BC3. Basque centre for climate change – Klima aldaketa ikergai


Choosing Efficient Combinations of Policy Instruments for Low-carbon development and Innovation to Achieve Europe's 2050 climate targets Cecilia logo rgb 130x91px

The EU wants to transform itself to a low-carbon economy by mid-century. This transformation process will require an overhaul of the European economy, affecting a range of sectors – not only power generation, industry and transport, but also agriculture, construction or finance. Governing this transformation process is a huge challenge – stimulating the necessary innovations, ensuring public support, encouraging the needed investments, creating the right infrastructure, and avoiding lock-in into old, carbon-intensive technologies.

To manage this transformation, a range of policy instruments is required.
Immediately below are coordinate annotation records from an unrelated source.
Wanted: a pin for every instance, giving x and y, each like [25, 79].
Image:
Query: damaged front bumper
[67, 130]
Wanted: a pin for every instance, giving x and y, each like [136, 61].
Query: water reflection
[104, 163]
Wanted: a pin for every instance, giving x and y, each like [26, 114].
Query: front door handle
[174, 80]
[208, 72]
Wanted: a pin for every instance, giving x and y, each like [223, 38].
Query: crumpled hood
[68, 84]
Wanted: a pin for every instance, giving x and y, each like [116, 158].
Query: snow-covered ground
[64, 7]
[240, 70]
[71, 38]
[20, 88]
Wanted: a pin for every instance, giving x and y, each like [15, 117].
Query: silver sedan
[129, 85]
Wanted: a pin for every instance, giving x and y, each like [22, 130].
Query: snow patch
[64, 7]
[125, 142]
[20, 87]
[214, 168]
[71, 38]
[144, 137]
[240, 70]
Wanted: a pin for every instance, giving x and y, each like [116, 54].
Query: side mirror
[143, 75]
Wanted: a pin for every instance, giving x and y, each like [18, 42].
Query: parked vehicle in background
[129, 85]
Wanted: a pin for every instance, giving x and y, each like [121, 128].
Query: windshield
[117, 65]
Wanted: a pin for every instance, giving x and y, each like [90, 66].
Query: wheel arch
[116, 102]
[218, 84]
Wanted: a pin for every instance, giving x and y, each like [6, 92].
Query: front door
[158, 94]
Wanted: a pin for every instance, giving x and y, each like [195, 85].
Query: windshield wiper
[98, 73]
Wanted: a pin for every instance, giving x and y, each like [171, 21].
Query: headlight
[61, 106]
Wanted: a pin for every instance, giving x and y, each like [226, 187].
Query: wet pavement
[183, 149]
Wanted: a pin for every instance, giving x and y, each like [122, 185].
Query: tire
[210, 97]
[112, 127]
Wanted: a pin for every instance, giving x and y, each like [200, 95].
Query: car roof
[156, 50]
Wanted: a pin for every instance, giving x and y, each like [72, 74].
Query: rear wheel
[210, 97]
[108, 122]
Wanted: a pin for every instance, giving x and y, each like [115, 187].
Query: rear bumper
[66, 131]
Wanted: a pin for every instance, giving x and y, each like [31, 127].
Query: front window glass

The existing mix of climate policy instruments needs to be scaled up drastically to initiate the necessary changes.  But as the scale and scope of instruments increases, it becomes more important to understand and to manage their interaction, as do constraints on the political, legal and administrative feasibility. Policy solutions that have worked well in an economic niche are not necessarily suited to guide economic development on a broad scale; instruments that have co-existed well on a small scale may conflict when scaled up to an economywide level. To evaluate their efficiency and effectiveness, policy instruments cannot be viewed in isolation; understanding and managing their interaction becomes key.




The CECILIA2050 project has been set up to address this challenge: to understand how policy instruments work in interaction, what factors determine their performance, and how the European climate policy instrument mix should evolve to guide the transformation to a low-carbon economy. The project will describe ways to improve the economic efficiency and environmental effectiveness of the instrument mix, and to address constraints that limit their performance or feasibility. These include public acceptance, availability of finance and the physical infrastructure, but also the administrative and legal framework.

Start date: October 2012

End date: September 2015

Call: FP7-ENV-2012-one-stage (European Commission)

Partners in the CECILIA2050 consortium:

Ecologic Institut (Germany) - Coordinator
UCL Energy Institute, University College London (United Kingdom)
LU-CML, Leiden University (Netherlands)
Charles University Environment Centre (Czech Republic)
GWS Institute for Economic Structures Research (Germany)
Institute for Environmental Studies, VU University Amsterdam (Netherlands)
Centre International de Recherche sur l’Environnement et le Développement (France)
Warsaw Ecological Economics Centre, University of Warsaw (Poland)
BC3 Basque Centre for Climate Change (Spain)
Università di Ferrara (Italy) 

Key people involved in BC3:

Prof. Anil Markandya 
Dr. Mikel González 
Dr. Luis Rey 
Dr. Iñaki Arto

Results: The principal objectives of the CECILIA2050project are:

  • Assess the existing European climate policy instrument mix to understand its effects and limitations.
  • Establish GHG emissions reduction scenarios for 2030 –2050, in line with the EU’s goal of achieving a low-carbon economy, and develop instrument scenarios for meeting these goals.
  • Define pathways for moving towards an optimal instrument mix
  • Recommend options for policy makers to help achieve EU climate policy objectives.